The sense of unreality accompanying a large mobilisation in pursuit of increasingly narrow demands reached a peak on Monday when #LetThemStay supporters celebrated collective redemption as the government temporarily moved Asha from one form of detention to another. As Angela and Carolina point out, such moments may have a perverse resonance for the Christian supporters of these campaigns—if so it has been belied straight away. GetUp! ended up declaring “We Won!” in almost the same breath as Peter Dutton stated Asha would soon be returned to Nauru. During the public response to the High Court’s decision, the sophistication of the state’s “integrated and layered” view of the flexible repertoire of policy, law, commerce, diplomacy and geography that is the border has been on display. Dutton’s “humiliating backdown” was probably a well-rehearsed manoeuvre after exhausting the respectable stamina around the Lady Cilento blockade. The ruling of the High Court bench was itself guided by timely, coordinated infrastructural and legislative changes, demonstrating the resilience of what has been implemented.
Meanwhile, Dutton confirmed on Tuesday that within the past fortnight a vessel from Sri Lanka had been intercepted, those on board submitted to fast-track asylum claims assessment—with a 100% failure rate—and the vessel turned back. Nationally focused activism is barely able to think the lives of people turned back or deterred by the border regime. In the same statement, Dutton alluded (with racist menace) to 14,000 people currently stuck in limbo in Indonesian camps. These are people already embedded in a layer of the “continuum” of the Australian border—and what can #LetThemStay do for them?

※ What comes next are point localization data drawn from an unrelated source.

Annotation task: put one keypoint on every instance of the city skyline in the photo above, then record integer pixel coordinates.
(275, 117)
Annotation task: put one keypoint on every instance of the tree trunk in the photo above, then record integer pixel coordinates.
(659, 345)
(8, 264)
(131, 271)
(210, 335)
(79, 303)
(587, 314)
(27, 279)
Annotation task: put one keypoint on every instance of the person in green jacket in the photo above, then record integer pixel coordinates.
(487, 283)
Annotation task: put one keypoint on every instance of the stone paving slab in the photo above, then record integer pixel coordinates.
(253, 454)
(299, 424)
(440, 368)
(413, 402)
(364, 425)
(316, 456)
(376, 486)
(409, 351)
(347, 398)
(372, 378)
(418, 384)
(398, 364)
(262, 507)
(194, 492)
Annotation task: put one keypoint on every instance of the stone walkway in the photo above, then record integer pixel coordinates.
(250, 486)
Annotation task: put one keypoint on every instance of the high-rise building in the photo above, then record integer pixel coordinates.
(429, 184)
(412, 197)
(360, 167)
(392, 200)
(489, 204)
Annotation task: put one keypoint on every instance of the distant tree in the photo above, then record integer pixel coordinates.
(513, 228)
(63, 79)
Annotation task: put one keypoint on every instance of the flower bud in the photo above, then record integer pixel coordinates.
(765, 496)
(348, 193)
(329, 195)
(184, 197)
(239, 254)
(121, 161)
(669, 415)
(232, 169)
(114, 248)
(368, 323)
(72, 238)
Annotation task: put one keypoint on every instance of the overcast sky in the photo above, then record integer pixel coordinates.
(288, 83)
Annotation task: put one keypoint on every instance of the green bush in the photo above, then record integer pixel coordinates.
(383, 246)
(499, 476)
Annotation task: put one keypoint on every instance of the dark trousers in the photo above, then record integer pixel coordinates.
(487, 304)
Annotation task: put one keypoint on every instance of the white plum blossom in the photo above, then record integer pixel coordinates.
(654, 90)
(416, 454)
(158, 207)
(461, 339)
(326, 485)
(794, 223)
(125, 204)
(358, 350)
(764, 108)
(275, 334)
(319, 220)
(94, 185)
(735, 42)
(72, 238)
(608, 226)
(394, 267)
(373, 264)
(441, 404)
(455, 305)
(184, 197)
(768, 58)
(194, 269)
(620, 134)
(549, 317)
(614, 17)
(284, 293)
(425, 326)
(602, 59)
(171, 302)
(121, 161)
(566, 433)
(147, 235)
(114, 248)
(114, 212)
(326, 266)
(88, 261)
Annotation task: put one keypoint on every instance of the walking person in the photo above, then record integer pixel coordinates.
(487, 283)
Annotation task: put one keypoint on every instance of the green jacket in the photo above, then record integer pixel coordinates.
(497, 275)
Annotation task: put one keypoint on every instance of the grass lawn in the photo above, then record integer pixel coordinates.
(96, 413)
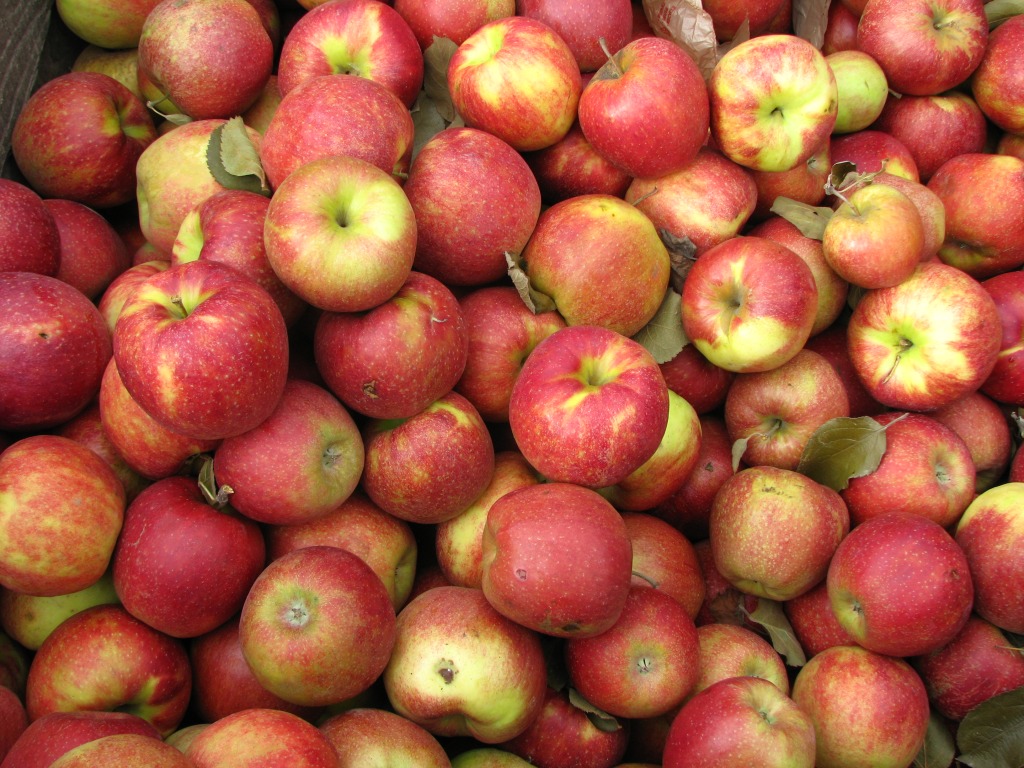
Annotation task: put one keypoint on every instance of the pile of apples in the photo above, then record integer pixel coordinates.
(483, 383)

ANGELA: I also want to underscore the sense in which it is, quite frankly, appalling that anyone would try and claim that campaigns against detention should be accommodating of (prospective) players in the detention industry and those who campaign for turn-backs while, at the same time, ignoring the repeated calls of those in detention to not be abandoned by cherry-picking legalism. Such arguments are deserving of nothing but contempt.

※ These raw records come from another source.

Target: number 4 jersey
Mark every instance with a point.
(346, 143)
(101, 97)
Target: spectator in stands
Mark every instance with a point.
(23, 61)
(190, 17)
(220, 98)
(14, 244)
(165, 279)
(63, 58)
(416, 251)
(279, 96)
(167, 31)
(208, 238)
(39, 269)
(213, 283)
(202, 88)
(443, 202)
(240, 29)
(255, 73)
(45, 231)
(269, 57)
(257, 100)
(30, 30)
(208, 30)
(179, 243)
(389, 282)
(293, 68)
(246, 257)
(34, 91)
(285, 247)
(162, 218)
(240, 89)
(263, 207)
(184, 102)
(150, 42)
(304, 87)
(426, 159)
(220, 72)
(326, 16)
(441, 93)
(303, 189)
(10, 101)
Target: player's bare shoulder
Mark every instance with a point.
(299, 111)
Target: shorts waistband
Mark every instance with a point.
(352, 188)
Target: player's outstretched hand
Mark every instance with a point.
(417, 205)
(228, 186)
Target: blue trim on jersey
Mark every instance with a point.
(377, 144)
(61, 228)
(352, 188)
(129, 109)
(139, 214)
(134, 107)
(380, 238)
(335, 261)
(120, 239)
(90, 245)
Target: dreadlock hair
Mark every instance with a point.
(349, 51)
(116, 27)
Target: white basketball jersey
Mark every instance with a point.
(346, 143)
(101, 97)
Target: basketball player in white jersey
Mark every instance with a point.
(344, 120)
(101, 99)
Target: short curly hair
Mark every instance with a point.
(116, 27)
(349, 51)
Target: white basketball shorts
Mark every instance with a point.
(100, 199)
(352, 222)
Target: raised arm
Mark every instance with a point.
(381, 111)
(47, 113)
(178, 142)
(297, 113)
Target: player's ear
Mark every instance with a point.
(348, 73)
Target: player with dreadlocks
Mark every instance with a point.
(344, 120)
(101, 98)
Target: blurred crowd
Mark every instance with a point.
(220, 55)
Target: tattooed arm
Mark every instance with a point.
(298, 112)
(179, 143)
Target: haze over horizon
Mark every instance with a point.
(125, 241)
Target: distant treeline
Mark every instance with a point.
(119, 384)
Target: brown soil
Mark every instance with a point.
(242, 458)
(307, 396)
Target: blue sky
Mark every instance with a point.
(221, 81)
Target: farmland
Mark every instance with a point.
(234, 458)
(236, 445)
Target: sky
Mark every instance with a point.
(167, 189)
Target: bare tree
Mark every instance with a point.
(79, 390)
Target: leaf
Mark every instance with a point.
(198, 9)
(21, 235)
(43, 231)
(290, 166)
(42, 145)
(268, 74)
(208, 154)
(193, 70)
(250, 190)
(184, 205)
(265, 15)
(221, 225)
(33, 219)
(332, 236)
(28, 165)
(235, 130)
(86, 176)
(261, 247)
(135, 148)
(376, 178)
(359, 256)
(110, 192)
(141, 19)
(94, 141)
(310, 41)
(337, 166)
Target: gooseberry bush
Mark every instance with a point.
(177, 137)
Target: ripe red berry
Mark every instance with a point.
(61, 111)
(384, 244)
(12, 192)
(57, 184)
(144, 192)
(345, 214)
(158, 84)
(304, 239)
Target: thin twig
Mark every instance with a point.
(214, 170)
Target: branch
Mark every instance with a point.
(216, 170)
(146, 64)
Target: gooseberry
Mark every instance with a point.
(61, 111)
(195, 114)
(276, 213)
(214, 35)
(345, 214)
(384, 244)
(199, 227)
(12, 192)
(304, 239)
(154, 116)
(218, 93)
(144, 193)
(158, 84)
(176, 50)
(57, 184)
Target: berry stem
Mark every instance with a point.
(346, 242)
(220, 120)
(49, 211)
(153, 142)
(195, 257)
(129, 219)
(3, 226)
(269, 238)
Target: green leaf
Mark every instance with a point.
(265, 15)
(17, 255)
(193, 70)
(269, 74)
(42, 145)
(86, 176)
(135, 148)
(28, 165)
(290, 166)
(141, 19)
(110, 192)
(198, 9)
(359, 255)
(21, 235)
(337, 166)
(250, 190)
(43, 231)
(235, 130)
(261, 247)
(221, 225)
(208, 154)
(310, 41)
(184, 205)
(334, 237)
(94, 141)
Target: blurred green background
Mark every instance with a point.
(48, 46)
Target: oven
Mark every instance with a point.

If organisations are not against detention then they have excluded themselves from campaigns against detention. Is it really not that obvious? I look forward to those who have accused some of us of being “ultra-leftist” on this point of moving a motion at their next union branch meeting to allow employers to become union members. If not, then I can only surmise that the accusation does not in fact concern degrees of radicalism but refusing a tacit ‘Australians First’ idea of politics and solidarity.
It’s also the case, after a series of successes in the divestment and boycott campaigns over the last two years, that #LetThemStay marks an attempt to limit those successes so as to relaunch the usual, ineffective ‘strategies’ that we have all seen rolled out for more than two decades, and whose effects should be obvious to everyone who cares to think about whether or not campaigns are ‘pragmatic’ or effective.